Ceci est à mon avis l’histoire du développement de la présente lutte. C’est l’agitation panslaviste et l’obligation pour le tzar de maintenir le prestige de la Russie, qui le forcèrent à rompre avec l’Autriche. Ce fut une nécessité pour l’Allemagne, et je puis ajouter ici, un devoir, en application du traité de 1879, de venir à l’aide de l’Au­triche et de la protéger contre la destruction et le dé­membrement. Quiconque dit que l’Allemagne aurait dû abandonner l’Autriche ou lui donner le conseil de céder devant les prétentions russes, demande à l’Allemagne de commettre un acte déloyal, de rompre les obligations les plus solennelles et de souscrire à la théorie du « chif­fon de papier » qui est si attaquée. Car, pour venir au fait, la théorie du « chiffon de papier » n’est pas d’in­vention allemande, mais bien d’invention anglaise, comme nous l’avons prouvé plus haut. Ce n’était pas seulement son traité avec la monarchie dualiste, mais l’attitude hos­tile de ses voisins qui forçait l’Allemagne à se mettre aux côtés de l’Autriche. La France devait entrer dans le conflit, c’était fatal ; elle avait le même traité avec la Rus­sie que nous avec l’Autriche. Mais comment et pourquoi les intérêts de l’Angleterre lui dictèrent d’aider la France, c’est ce que j’ai justement essayé d’exposer : l’Angle­terre incarne le trouble qui pesait sur l’Europe depuis nombre d’années. Il est d’autre part ridicule de consi­dérer la Russie, terre des « pogroms » et des horreurs sibériennes, comme une puissance européenne de progrès, comme un bouclier de libéralisme, comme un artisan de la liberté grandissante. Opinion regrettable comme re­grettable aussi la pesée de l’Angleterre qui, par intérêt, a contraint la France de devenir l’alliée de la Russie.

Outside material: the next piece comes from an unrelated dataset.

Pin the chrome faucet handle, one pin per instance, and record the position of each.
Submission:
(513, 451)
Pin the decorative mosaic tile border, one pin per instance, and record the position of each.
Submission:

Je crois qu’on ne verra la fin de toute cette lutte que quand les nations d’Occident vraiment éprises de progrès, conduites par l’Allemagne et l’Angleterre, joindront leurs mains et rendront à l’Europe la paix sur des bases hon­nêtes et équitables. Cette conclusion dépend de l’esprit des différents peuples. L’Allemagne ne désirait pas cette guerre ; on l’y a forcée. L’Autriche la considérait comme une nécessité nationale: certainement elle ne la désirait pas. La France ne désirait pas la guerre; elle y appor­tait un trop gros enjeu. L’Angleterre ne désirait pas la guerre ; elle pouvait s’estimer satisfaite de l’état de l’Eu­rope avant que la guerre n’éclatât. Ce fut la tendance panslaviste, qui obtint le meilleur des vues les plus saines du tzar russe, lequel mit la balle en mouvement. Dans cette lumière des faits, on n’a pas besoin de de­mander si le différend entre l’Autriche et la Serbie pou­vait être réglé par l’arbitrage ou non. Ce sont là des questions d’existence nationale et d’honneur qui ne se prêtent pas à l’arbitrage. La théorie panslaviste, qui prétend amener tous les Slaves sous le pouvoir du tzar, menaçait de diviser l’Autriche et même de la rayer du concert européen. La Serbie fut utilisée comme instru­ment et sa cause introduite dans la politique intérieure de sa voisine. Les documents contenus dans l’ultimatum autrichien le prouvent surabondamment. Il est également inutile d’essayer de prouver que l’Allemagne com­mit une grande erreur en violant la neutralité belge. M. Gladstone a ruiné ce point de vue une fois pour toutes et Sir Edward Grey est avec lui. Tout ceci prouve un état très triste des affaires et a produit des conséquences sérieuses. Mais il n’est pas inutile de disputer de ces inci­dents, afin d’éviter le grand problème. Ce grand pro­blème a été et est aujourd’hui de savoir si les Slaves gouverneront de la mer japonaise à Berlin, et encore plus loin à l’Occident, ou si l’Allemagne, même en lutte avec ses voisins civilisés de l’Ouest, restera debout pour maintenir la civilisation européenne et la sauver de la domination du « knout ».

 

(Signé : Dr Dernburg.)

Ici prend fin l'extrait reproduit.